@IAMAL_PHARIUS Boeing is still better because (with a capable white guy at the helm) it still has enough redundancies and manual control to let you bring it back down safely.
Airbus just straight up kills you when something goes wrong, you're begging the software for your life
@pepsi_man@IAMAL_PHARIUS You can't do anything to airbus if the system is faulty, every control input is just a request, it decides whether or not to listen to you.
Boeing follows the older style for now, since it's largely the same stuff they designed in the 70's - you have more latitude to shut stupid shit off and fly by hand. If the niggers had done that in the MAX it wouldn't have been as fatal, but that's who the airbus is made for - managers, not pilots. Niggers, not pilots
Many such stories on Mentour Pilot and Mayday channels.
Boeings that lost hydraulics, or electric systems, or ran out of gas in midair, and they managed to land them in one piece, or at least not as many pieces as an outright crash. Some of the controls still have mechanical cables going from cockpit back to control surfaces.
There was a story of an Airbus doing checkrides, the instructor was doing something on each go-around that caused a computer fault. He went through the redundant computers, one by one, until all had stopped (for no good reason). They were lucky to survive the checkride, as the instructor had to improvise to get it down.

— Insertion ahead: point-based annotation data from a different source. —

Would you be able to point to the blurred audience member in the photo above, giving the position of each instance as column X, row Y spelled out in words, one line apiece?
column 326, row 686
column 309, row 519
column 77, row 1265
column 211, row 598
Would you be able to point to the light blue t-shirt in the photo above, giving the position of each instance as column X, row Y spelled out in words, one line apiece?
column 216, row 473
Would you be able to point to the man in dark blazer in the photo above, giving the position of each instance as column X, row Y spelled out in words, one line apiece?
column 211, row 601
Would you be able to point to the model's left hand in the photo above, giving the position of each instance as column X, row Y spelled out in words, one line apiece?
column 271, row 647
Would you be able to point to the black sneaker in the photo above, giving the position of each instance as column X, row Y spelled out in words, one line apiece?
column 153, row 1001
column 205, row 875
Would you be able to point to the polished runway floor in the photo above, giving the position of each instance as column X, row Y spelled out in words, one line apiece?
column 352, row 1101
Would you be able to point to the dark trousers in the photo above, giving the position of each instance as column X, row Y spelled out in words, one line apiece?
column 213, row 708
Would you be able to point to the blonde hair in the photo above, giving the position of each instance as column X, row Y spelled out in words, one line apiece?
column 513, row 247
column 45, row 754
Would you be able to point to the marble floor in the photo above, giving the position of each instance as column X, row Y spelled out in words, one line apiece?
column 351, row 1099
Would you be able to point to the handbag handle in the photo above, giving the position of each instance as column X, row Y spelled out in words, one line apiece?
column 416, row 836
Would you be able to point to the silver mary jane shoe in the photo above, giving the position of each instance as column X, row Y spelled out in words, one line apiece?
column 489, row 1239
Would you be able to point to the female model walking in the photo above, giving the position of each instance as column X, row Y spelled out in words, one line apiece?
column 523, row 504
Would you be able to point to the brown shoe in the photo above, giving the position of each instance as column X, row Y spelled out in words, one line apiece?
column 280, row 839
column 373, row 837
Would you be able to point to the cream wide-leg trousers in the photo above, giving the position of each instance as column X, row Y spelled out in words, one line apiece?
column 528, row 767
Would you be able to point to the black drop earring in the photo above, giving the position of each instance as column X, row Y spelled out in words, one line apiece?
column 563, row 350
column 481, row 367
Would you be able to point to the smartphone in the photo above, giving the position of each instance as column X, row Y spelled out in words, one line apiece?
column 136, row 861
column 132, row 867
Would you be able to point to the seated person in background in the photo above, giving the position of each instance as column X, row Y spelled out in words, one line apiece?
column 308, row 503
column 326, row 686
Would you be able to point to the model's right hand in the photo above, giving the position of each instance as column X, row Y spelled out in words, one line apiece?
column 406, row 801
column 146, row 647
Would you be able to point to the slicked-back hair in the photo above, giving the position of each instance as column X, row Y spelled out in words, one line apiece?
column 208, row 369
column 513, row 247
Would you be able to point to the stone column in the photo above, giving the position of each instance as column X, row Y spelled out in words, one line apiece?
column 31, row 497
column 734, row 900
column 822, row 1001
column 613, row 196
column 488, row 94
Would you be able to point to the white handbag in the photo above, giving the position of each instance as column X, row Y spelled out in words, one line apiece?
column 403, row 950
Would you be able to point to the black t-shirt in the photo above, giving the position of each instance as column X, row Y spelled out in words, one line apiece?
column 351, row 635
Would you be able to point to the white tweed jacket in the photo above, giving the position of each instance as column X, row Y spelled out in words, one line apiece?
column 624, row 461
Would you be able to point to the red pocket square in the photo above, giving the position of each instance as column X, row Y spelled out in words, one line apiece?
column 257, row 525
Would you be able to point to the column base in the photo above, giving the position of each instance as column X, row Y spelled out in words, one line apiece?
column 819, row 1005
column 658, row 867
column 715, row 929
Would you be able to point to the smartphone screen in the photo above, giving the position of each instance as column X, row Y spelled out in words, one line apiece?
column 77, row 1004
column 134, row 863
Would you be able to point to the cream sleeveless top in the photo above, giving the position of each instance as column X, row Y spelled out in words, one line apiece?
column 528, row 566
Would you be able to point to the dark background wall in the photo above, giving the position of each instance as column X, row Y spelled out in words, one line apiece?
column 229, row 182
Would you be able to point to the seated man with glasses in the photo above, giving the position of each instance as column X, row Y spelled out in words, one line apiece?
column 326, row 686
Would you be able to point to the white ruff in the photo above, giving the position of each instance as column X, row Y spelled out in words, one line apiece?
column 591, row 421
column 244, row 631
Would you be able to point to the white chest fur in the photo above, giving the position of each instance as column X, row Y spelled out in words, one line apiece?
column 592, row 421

@not_br549@IAMAL_PHARIUS@pepsi_man I was just talking about the diff. in design the other day. What's funny is that boeing doesn't WANT to be the way they are anymore, though a portion of their clients wish they'd stay the old school way - they assume the way forward is polishing their aircraft to be managed by 300-hour chinks and african SICs
@pepsi_man@IAMAL_PHARIUS Because the euros aren't hiring a technician base that prioritizes diversity, and their C-suites aren't run by ambivalent executives who could not care less about safety as long as they can cut costs.
The high-profile stuff lately was just as much united's fault as it was boeing's - it's up to them to service it and United certainly isn't known for hiring quality people.
It's a race to the bottom over here. That's why I'd rather undergo civilizational collapse in a boeing than an airbus - at least I got a fighting chance with a competent crew in the boeing. The same pajeet code in an airbus won't leave as much to skill
@birdulon@IAMAL_PHARIUS@pepsi_man They aren't that different in the long run, Airbus has the same lice that Boeing does, the latter is just more advanced in its dx
The solution is....getting rid of our domestic capacity and then buying Comacs?
@WashedOutGundamPilot@IAMAL_PHARIUS@pepsi_man I'm almost feeling ghoulish here and wishing one of your precious guys went down to Boeing's talmuddery, but I suspect you'd just disown the guy for trusting the type rating instead of correctly assuming the worst of Boeing.
Here is the story I was talking about. I'm not a pilot, but I've become interested in the craft, as a result of watching pilot guys on the interwebs. My brother got his license at 71, so he can do hobby flying . . but yeah, nah, I'll just watch thanks. You actually can be too old for some things.
So it was a series of failures. Pilots in training, and silencing annoying nuisance alarms. Hand-overriding controls to speed up the touch-and-go training landings.
Interestingly, Mentour Pilot said one thing Airbus changed was to forbid resetting the flight control computers in-flight. That's the ticket, make it harder for the pilot to correct this clusterfuck.
@not_br549@IAMAL_PHARIUS@pepsi_man Yeah, I really don't like the philosophy behind it at all. Every time I'm talking to checkride preppers about theirs it's one gay electronic nanny system after the other.
I don't find the boeings all THAT dangerous, since 90% of what I"m flying now is about 10 to 30 times more likely to kill me.....aren't any redundant systems on GA stuff. I'm only one corroded spar away from eating shit.